Theater review: Pioneer Theatre Company’s “Clybourne Park”

L-R: Celeste Ciulla (Bev), Erika Rose (Francine) and David Manis (Russ). Photo by Alexander Weisman.
Every now and again, a theater performance comes along that reveals a strength of vision rarely seen, and Pioneer Theatre Company’s new production of Clybourne Park is just such a show.
Playwright Bruce Norris’s 2011 Pulitzer Prize winner for Drama is a cleverly constructed dive into American race relations, a two-act wonder that spans 50 years and combines engaging characters, passionate dialogue and, in the hands of a roundly capable cast, winning performances throughout.
Truly, the success of Pioneer’s production relies on a cast capable of doing double-duty, playing different characters in Act I than in Act II, and Pioneer’s cast comes through on that score. The first half of Clybourne Park is set in 1959, in the home where Bev (Celeste Ciulla) and Russ (David Manis) are packing up and moving on–essentially running away from the darkness left by their son Kenneth’s demise after returning home from the Korean War.
Tying his script to the American classic A Raisin in the Sun, Norris’s Russ and Bev are selling their home in their white neighborhood to the black Younger family from Lorraine Hansberry’s 1959 work, resulting in a panicked uproar from neighborhood busybodies Karl (Brian Normoyle), his wife Betsy (Tarah Flanagan) and local pastor Jim (Kasey Mahaffy).
Humor-laced debates on cultural differences in cuisine and hobbies easily interact with Russ’s tortured father, still mourning his son’s loss and seemingly exhausted by his community and ready to get out.

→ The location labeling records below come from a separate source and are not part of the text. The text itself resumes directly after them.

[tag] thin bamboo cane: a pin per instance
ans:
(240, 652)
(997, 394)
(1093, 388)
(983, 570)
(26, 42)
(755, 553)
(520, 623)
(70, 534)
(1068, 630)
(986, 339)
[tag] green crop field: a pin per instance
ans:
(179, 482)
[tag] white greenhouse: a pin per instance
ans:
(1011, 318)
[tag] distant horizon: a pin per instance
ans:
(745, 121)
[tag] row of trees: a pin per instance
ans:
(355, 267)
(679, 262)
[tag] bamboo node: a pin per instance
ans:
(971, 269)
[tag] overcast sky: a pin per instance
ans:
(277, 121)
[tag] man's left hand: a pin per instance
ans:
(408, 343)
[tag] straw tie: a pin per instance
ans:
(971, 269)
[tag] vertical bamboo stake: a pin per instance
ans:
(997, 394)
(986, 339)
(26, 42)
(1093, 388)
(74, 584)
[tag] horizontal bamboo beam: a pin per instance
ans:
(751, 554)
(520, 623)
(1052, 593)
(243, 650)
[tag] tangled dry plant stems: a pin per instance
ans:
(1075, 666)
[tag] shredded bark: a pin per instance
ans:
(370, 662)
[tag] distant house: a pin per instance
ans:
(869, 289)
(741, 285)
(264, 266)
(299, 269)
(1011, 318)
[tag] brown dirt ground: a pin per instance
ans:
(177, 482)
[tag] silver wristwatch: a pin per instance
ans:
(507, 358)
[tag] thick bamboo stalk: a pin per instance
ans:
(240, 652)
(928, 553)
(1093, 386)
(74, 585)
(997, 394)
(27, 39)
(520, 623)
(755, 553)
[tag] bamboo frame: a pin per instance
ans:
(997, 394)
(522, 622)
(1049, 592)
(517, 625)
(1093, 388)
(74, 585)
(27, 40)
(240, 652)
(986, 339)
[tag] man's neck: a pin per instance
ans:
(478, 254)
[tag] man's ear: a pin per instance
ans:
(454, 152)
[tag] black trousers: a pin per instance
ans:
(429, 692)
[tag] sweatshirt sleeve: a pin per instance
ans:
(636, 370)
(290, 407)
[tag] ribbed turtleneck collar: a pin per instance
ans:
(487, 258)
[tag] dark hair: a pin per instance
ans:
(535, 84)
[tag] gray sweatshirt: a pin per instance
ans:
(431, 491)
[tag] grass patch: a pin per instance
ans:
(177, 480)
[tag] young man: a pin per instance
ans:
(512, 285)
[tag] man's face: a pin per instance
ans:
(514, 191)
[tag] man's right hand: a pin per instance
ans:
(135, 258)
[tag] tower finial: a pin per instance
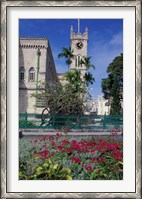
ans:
(78, 25)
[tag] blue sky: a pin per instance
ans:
(105, 41)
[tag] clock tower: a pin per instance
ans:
(79, 43)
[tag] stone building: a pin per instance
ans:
(79, 43)
(36, 63)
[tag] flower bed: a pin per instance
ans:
(70, 158)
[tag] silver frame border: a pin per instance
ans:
(124, 3)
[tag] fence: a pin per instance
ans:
(72, 122)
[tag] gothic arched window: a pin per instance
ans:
(22, 73)
(77, 61)
(32, 74)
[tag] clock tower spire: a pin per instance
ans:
(79, 43)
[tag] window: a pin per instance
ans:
(32, 74)
(22, 73)
(77, 61)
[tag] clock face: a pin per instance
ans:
(79, 45)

Bev’s harried wife tries to keep the peace, not very successfully, and the presence of the family’s black maid Francine (Erika Rose) and her husband Albert (Howard W. Overshown) leads to some increasingly uncomfortable, but mesmerizing, exchanges.
The second act fast-forwards 50 years to 2009, when the same house is now in a predominantly black neighborhood undergoing gentrification, with a white couple (played by Flanagan and Normoyle) trying to buy the place in order to tear it down and build a new house. Norris’s dialogue is even more biting in this contemporary setting, the humor heightened by the stark relief compared to the tense exchanges that build throughout the scenes.
There are no weak links among the cast, who collectively handle Norris’s rapid-fire exchanges gracefully and with the required passion. The play moves along quickly, and strikes a fine balance between its serious messages and well-deserved laughs. It’s far from a simple night at the theater, but it’s certainly as entertaining as it is enlightening.
Clybourne Park runs at the Simmons Pioneer Memorial Theatre Mondays through Saturdays until March 2. Tickets range from $25-$44 and are available at the theater’s Website.